View and save test crawls
- View the results of test crawls in Wayback 24 hours after they complete
- Review reports for test crawls, including dynamically updating reports for those actively in progress
- Save the results of test crawls for preservation or delete them in order to better manage your subscription budget
Test crawls are much more powerful in 5.0. Like normal production crawls, test crawls can now be viewed in Wayback 24 hours after a crawl completes. If desired, the crawl and its data can be saved and included in a partner's collection, or else deleted and re-crawled. If a test crawl is not saved, the data is automatically deleted after 60 days and will not count against an account budget. Reports for deleted test crawls will remain available. Note: Test crawls that ran before the June 2015 release will carry the Status "Finished: Deleted (Expired)." This new functionality will help partners evaluate how seeds crawl and allow for review of captures and scoping before adding the results of a crawl to their collections and counting towards a data budget.
Monitor current crawls
- View crawl reports as they update in real time, including detailed seed, host, and file type information
- Get real time information on the individual URLs and the amounts of new and total data crawled as a crawl progresses
Crawl reports are now available for currently running crawls in real time, including up-to-the-minute and detailed information about documents and data archived. All current crawls furthermore include a dynamically updated window that allows partners to track individual URLs as they are crawled. All other crawl reports (Seeds, Hosts, File Types) can likewise be viewed while a crawl is running. This will help partners evaluate the scope and effectiveness of crawls well before they complete – an especially helpful new ability for multiple-day crawls. For more information on this new feature, see our full guidance on monitoring current crawls.
Resume stopped crawls
Partners can now resume a finished crawl within seven (7) days of it ending, and with expanded limits in place. This new feature allows a crawl that has stopped due to a time, data, or document limit, or that a user stopped manually, to continue for a specified amount of additional time, capturing URLs that may otherwise be queued. This tool will be helpful when deciding that a collection would benefit from more crawling without necessarily scheduling a new and completely separate crawl to run.

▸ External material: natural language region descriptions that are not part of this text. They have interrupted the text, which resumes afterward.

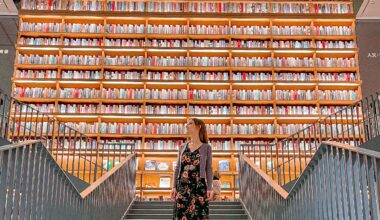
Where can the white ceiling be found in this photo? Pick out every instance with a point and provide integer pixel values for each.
(370, 9)
(7, 7)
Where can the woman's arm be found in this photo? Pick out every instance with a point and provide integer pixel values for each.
(177, 168)
(209, 173)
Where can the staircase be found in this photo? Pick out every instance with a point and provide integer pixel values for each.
(164, 210)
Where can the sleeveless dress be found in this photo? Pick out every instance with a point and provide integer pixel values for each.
(191, 189)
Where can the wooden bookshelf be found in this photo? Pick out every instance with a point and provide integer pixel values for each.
(249, 46)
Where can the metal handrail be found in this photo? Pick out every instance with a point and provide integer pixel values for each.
(340, 182)
(33, 186)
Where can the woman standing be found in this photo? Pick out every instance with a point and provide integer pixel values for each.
(192, 185)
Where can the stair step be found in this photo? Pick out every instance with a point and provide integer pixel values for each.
(170, 202)
(144, 210)
(170, 206)
(169, 216)
(170, 211)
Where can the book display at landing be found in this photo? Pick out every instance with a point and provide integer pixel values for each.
(121, 71)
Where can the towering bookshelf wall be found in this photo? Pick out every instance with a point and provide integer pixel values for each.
(254, 71)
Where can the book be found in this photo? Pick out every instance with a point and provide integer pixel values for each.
(174, 165)
(226, 185)
(224, 165)
(162, 166)
(164, 182)
(150, 165)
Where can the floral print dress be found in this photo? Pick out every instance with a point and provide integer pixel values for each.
(191, 189)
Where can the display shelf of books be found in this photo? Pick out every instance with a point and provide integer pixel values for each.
(255, 71)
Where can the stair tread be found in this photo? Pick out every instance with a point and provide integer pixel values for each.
(143, 210)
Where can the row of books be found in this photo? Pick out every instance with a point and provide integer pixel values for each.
(249, 43)
(334, 44)
(27, 92)
(120, 128)
(83, 5)
(206, 43)
(201, 94)
(208, 61)
(317, 8)
(81, 59)
(291, 128)
(294, 62)
(39, 41)
(209, 76)
(292, 44)
(121, 109)
(299, 76)
(78, 108)
(209, 29)
(40, 27)
(36, 74)
(94, 42)
(194, 94)
(252, 61)
(115, 93)
(319, 30)
(130, 6)
(297, 110)
(165, 109)
(338, 95)
(252, 94)
(30, 128)
(253, 110)
(165, 43)
(112, 42)
(296, 95)
(167, 29)
(333, 30)
(124, 60)
(183, 61)
(166, 75)
(209, 110)
(80, 74)
(117, 42)
(163, 144)
(248, 7)
(166, 61)
(122, 74)
(83, 28)
(165, 128)
(220, 145)
(218, 129)
(193, 109)
(76, 93)
(125, 28)
(338, 76)
(37, 59)
(291, 30)
(253, 129)
(336, 62)
(150, 75)
(166, 94)
(195, 7)
(32, 107)
(166, 7)
(340, 110)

Annotate, filter, and compare post crawl reports
Archive-It 5.0 now has discoverable reports! In our web app's new "Crawls" section, you can now quickly filter and search through all of your post crawl reports. Search by any text that is available in the reports, including a new field for custom notes. Notes will allow partners to annotate and comment upon crawls.
New information included in post crawl reports
All crawl reports now include:
- The names of account users who started and, when applicable, ended a crawl, so partners can better track and manage your team's workflow
- Any scoping rules that were in effect when the crawl ran, giving partners the opportunity to analyze the effects of scope modifications
- And enriched File Types report, from which users can now browse, access, and apply metadata to all files archived by format
- The ability to toggle views between all or just new data crawled--an easy way to understand and analyze the effects of de-duplication on a crawl
Actionable host reports
Host reports are now more powerful and feature-rich! When reviewing the results of crawls, users can now launch patch crawls of missing documents, ignore robots exclusions on additional hosts, and limit the data archived from other hosts directly from a report. This will help to make workflows more efficient by bringing together actions previously distributed across different sections of the web application.

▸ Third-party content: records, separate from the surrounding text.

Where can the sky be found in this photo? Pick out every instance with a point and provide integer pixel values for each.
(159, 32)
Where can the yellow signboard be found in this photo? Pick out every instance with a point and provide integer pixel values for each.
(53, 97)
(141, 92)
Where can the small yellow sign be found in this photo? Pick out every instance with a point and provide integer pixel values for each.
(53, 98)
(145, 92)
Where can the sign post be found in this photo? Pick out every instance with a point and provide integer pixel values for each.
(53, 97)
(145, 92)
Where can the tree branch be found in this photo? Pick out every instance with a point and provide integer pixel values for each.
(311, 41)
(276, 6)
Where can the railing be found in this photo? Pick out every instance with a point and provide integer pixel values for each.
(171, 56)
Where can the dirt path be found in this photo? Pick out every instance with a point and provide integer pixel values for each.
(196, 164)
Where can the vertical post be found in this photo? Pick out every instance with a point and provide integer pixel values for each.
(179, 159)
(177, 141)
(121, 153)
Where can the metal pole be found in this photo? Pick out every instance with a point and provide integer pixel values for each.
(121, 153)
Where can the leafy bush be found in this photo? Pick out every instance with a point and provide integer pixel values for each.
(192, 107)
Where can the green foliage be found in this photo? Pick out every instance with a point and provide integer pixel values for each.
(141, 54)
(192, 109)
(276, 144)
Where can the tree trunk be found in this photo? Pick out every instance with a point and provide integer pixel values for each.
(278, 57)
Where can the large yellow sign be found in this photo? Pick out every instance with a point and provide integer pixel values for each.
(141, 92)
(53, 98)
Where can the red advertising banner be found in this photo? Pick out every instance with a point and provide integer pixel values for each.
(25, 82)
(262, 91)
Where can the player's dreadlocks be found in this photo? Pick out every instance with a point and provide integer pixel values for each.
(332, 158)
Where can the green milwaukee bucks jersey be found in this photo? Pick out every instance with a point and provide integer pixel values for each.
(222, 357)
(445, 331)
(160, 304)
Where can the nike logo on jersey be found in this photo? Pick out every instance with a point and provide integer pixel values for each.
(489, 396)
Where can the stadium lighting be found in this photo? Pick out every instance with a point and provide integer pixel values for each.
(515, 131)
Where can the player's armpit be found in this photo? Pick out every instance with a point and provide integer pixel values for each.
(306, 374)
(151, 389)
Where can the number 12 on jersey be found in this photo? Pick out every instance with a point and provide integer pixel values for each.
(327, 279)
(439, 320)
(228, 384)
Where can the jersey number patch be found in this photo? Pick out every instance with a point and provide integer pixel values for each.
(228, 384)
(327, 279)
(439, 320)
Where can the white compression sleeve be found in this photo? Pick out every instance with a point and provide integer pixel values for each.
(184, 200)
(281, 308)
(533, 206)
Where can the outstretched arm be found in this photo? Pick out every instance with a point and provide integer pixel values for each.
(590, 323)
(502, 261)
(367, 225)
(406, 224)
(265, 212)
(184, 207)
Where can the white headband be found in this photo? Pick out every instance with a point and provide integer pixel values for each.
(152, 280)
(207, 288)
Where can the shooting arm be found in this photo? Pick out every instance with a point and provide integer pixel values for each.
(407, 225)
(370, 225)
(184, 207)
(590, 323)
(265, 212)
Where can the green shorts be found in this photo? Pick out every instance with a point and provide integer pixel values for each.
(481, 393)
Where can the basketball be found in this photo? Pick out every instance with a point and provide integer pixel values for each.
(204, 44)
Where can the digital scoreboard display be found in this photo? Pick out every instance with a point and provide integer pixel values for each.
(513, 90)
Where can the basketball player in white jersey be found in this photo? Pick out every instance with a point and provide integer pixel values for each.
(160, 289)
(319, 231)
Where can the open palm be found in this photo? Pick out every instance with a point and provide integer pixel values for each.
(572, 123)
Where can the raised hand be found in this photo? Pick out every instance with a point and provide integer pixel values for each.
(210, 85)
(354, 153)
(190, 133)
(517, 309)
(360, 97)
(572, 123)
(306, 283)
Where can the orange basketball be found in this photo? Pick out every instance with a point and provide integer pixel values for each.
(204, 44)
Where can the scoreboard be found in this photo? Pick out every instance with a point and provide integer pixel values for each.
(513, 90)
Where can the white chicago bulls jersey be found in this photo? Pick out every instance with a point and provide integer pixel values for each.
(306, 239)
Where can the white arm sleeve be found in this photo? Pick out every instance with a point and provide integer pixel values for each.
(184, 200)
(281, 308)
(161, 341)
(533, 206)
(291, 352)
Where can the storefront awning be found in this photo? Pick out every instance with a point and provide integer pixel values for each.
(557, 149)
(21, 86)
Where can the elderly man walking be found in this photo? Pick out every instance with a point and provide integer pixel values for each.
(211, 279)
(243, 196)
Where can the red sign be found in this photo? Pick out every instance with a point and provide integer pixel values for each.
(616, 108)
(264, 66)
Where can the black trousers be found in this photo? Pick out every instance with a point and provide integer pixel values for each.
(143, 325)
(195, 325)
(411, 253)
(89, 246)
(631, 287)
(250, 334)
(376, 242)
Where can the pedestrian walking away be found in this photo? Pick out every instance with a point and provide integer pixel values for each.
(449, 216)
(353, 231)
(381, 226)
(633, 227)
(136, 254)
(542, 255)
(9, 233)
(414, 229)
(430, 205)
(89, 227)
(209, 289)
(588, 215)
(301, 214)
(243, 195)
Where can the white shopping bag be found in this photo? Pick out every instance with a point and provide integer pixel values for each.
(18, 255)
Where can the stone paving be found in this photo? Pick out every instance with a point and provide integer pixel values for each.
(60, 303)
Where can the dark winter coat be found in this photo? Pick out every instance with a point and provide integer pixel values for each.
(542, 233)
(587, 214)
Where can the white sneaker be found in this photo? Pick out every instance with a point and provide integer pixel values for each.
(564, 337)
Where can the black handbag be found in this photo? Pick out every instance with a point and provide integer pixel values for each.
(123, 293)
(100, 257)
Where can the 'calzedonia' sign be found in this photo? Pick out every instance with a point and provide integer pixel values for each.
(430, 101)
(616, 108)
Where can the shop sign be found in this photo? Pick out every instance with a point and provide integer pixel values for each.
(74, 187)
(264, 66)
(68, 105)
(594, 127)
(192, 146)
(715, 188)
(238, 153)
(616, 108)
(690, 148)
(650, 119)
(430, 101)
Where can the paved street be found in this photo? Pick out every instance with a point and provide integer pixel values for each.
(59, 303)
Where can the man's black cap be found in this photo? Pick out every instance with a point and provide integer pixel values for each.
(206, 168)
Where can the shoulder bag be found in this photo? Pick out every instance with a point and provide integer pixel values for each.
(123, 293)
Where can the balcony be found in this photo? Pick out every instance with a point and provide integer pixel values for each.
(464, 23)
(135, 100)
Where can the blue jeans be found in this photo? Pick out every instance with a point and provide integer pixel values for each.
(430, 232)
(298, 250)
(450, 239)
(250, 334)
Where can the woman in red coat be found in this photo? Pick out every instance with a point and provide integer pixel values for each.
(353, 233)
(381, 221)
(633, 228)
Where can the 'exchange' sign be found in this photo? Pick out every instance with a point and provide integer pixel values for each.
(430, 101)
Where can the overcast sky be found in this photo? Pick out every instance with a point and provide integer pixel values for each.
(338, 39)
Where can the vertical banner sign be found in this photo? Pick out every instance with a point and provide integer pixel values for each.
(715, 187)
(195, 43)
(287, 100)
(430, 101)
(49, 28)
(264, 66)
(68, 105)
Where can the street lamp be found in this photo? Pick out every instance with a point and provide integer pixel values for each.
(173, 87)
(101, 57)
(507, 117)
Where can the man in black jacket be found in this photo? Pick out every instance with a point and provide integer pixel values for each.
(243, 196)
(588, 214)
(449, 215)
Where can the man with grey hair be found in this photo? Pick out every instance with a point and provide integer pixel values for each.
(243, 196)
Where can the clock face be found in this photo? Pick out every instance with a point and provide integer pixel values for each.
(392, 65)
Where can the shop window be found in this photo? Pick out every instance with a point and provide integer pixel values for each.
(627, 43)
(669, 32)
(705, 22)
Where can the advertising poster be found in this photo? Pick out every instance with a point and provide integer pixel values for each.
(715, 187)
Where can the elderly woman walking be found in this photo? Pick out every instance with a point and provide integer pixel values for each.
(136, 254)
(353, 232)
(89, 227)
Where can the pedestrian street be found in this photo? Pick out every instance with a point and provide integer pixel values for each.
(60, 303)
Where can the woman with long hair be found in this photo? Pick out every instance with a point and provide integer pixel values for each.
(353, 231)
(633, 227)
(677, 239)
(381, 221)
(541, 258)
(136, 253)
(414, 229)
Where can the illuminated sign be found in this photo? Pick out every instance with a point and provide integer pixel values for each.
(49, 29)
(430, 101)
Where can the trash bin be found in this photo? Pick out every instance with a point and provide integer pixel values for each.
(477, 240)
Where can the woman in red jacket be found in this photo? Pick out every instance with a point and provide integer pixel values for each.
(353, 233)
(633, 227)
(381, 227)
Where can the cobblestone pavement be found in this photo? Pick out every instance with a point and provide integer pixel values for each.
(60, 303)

No more QA Reports at the crawl level
In the past, partners had to run a "QA Report" in order to find out which, if any, hosts from a crawl were blocked by robots exclusions or were otherwise missing URLs. Thanks to the new Actionable Host Reports (see above), partners can now identify, and take action on, missing content right from a crawl's Hosts Report.
Seed-specific host reports
Seeds reports now include their own detailed information on the individual hosts crawled. In addition the traditional Hosts report, which covers all hosts found during a crawl, partners can now drill down into individual seeds to analyze their specific hosts and respective crawl information. This will help identify which seeds lead the crawler to which precise hosts as will assist in planning crawling scheduling, budget management, and scope modifications.

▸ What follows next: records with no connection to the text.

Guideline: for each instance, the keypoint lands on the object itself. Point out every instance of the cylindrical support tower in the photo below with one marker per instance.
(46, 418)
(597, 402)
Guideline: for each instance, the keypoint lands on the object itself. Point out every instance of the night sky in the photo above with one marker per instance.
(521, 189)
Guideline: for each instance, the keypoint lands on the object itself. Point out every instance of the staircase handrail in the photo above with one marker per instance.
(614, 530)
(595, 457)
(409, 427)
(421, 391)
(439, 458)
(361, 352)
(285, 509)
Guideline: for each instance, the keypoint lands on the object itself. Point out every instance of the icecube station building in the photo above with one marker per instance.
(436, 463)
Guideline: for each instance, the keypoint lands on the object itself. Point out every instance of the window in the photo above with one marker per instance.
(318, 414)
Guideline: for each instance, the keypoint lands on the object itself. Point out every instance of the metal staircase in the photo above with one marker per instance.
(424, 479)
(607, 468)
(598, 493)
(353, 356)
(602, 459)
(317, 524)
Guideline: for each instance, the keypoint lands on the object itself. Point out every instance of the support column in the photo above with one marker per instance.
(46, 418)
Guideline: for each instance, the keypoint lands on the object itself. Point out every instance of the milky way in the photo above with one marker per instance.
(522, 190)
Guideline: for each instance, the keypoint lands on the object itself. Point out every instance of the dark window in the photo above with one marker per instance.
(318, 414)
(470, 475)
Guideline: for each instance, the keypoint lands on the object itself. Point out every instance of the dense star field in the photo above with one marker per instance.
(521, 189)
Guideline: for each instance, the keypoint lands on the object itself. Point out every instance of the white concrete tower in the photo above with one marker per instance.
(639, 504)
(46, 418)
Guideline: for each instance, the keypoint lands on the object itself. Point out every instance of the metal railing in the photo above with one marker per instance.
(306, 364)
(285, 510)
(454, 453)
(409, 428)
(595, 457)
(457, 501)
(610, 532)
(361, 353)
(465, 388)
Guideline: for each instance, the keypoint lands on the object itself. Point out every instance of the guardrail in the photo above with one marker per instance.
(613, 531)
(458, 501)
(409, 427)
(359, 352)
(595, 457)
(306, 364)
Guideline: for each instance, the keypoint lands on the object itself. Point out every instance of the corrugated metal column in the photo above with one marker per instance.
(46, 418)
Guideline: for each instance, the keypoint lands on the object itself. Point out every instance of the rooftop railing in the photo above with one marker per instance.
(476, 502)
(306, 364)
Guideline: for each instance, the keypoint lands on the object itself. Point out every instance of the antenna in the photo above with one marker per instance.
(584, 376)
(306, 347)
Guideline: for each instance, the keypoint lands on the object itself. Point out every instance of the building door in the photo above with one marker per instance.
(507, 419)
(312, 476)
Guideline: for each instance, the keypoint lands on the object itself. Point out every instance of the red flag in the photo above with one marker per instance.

Launch Wayback from your reports
View archived URLs in Wayback directly from crawl reports! When browsing through a Seeds report, partners can now click the "View" link to launch the site in Wayback, skipping the need to first navigate to the former "Access" area of the web application. This is an especially useful tool to use when evaluating the results of test crawls.
Archive-It 5.0 has improved features for managing metadata, including detailed new error reports and confirmations of changes/additions for bulk metadata uploads. Additionally, partners can now export metadata, even in the form of a simple spreadsheet.
Proxy Mode Toggle
Viewing archived sites in Proxy Mode is a whole lot easier now, thanks to the new Proxy Mode Toggle Button for Firefox. Rather than worry about complicated proxy server settings for each browser, adding this feature to the Firefox browser allows users to switch between Wayback and Proxy modes with one click.
Partners can now track and analyze access to their account on https://archive-it.org/ with the new Google Analytics integration. Analysis and management of statistics is handled through logging into Google Analytics directly. This is a quick and easy way for partners to get quantitative metrics on, and insight into, user traffic to their Archive-It account.
Archive-It Research Services provides partners with the ability to download datasets extracted from their collections, such as key resource metadata elements, named entities, or linking patterns. These datasets can be provided to researchers and users, allowing them the ability to access and analyze partner web collections in bulk and for use in analytical methods such as data mining, visualization, and other computational analysis.
- New Help Center for all partner support needs
- Brand new, thoroughly revised, and enhanced tutorials
- Quick access to partner support system
The new 5.0 user interface and features prompted the review, revision, and improvement of the Archive-It help documentation. The new Archive-It Help Center offers tutorials to guide users through every stage in the web archiving process, FAQs, technical information, and more. As always, partners can reach out directly to our team when you need more information or support. We hope that this upgrade to our help documentation will make the entire web archiving process easier and more transparent for all of our partners.
- New web framework and API for improved querying
- New real-time datastore and analytics engine for crawler logs and reports data
The 5.0 web application's new user-facing front end is now based on Django, a Python-based web development framework. It queries our new real-time, Druid-based datastore through a well-defined API. This will speed future development efforts by cleanly separating the data layer from the presentation layer and by leveraging API-based systems interoperability.
In the process of building a new data engine, we used our Archive-It Hadoop cluster to ingest 10 years of crawler log and scope data – well over 20+ terabytes of data – into the Druid datastore. This system will optimize processing and query speeds for reports data. Moving forward, new crawler log data will be ingested on a real time basis into Druid while a backup copy of the data will continue to reside in Hadoop and the Archive-It data repositories.
Toggle between Archive-It 5.0 and 4.9 interfaces
The legacy Archive-It "4.9" web application will be available for normal use as partners transition to using the new 5.0 web application. During this time, partners can quickly toggle between user interfaces by using the buttons provided at the bottom of each view of the web application:
Please note that Archive-It 5.0's many new features are not available in the legacy user interface, so partners are encouraged to transition to using Archive-It 5.0 regularly, especially to take advantage of its increased tools for managing accounts and collections, crawls, metadata, and archived content.